- Directed by: Vijay Nantha
- Written by: Kamalesh Kumar
- Screenplay by: Vijay Nantha
- Produced by: K. Thripurasundari
- Starring: Viswanath Balaji Divya Padmini
- Cinematography: K. S. Ramakrishna
- Edited by: Anil Malnat
- Music by: Srimurali
- Production company: Tripura Sundhari Cine Creations
- Release date: 10 February 2012;
- Country: India
- Language: Tamil

= Vilayada Vaa =

2012 Indian film by Vijay Nantha

Vilayada Vaa is a 2012 Indian Tamil-language sports drama film directed by Vijay Nantha. The film stars Viswanath Balaji and Divya Padmini. This film marks the Tamil debut of the director and music director, Srimurali.

== Plot ==
Deva is a low class man who enjoys carrom and plays with his friends. He adopts Naveen, who becomes an expert at the game. The story revolves around Naveen's struggles toward success in the world of carrom.

== Cast ==

- Viswanath Balaji as Naveen
- Divya Padmini as Divya
- Ponvannan as Deva
- Lakshmy Ramakrishnan as Devi
- Livingston as Jyothi
- Charle as Doctor
- Mayilsamy as Johnny
- Aishwarya as Anu
- Manobala as Kothandam
- Meera Krishnan as Divya's mother
- A. C. Murali Mohan as Divya's father
- Kottachi
- Ambani Shankar as Guna
- Kovai Senthil

== Production ==
Vijay Nantha, who previously directed a film in Telugu, began working on his second film. The producer, K. Tripura Sundhari, called Vijay Natha on producing a film and the former recalls how coincidentally his son, Viswanath Balaji, was chosen to portray the lead role. Balaji is a television actor and makes his film debut through Vilayada Vaa. Divya Padmini and Aishwarya Rajesh also star in the film. The director wanted to shed light on the game of carrom through this film.

== Themes ==
The director, Vijayanand, stated that "The carrom board is used as a metaphor for life in the film that is about the hero's fight to be a successful player".

== Soundtrack ==
The songs were composed by Srimurali, who previously worked in Kannada, Malayalam, and Telugu films. The audio was released by K. S. Ravikumar in 11 November 2011.

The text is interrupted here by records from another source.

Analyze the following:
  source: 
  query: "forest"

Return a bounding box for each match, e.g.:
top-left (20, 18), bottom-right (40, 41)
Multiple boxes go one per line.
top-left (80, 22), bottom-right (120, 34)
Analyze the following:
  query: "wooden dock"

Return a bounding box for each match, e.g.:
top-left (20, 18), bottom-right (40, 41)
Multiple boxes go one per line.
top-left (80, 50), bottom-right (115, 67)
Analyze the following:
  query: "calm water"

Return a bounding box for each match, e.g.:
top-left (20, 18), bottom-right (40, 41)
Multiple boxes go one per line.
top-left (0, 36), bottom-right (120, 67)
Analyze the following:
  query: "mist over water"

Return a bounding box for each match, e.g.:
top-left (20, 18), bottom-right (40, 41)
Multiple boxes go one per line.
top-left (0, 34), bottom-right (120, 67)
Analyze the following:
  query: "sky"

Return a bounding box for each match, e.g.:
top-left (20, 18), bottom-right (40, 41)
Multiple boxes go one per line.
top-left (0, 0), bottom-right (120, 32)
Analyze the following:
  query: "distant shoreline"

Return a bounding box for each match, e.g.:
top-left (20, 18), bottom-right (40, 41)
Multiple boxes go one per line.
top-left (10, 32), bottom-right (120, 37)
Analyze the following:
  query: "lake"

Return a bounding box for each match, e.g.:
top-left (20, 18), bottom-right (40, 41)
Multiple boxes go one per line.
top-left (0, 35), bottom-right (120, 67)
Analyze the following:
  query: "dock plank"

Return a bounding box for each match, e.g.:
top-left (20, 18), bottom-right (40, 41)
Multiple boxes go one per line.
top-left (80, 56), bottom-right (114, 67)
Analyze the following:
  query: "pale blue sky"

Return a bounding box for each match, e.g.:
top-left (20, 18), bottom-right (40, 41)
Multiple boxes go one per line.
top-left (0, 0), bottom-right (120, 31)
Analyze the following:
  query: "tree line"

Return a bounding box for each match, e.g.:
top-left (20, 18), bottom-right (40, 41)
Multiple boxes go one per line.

| Song title | Lyricist | Singers |
|---|---|---|
| "Lali Lali Kadhali" | Kabilan | Karthik, Ujaini |
| "Vanthenda Vettriku Veeranai" | Kabilan | Mukesh Mohamed |
| "Engu Selveno" | Shanmugaseelan | Haricharan |
| "Thottadhu Thottadhu Vettriyagum" | Ugabharathi | Ranjith, Suchitra, Rap Biggnickk (rap) |
| "Vanam Enthan" | Na. Muthukumar | Surmukhi Raman |

== Reception ==
A critic from Dinamalar praised the film's screenplay. Maalai Malar praised the carrom scenes and the songs.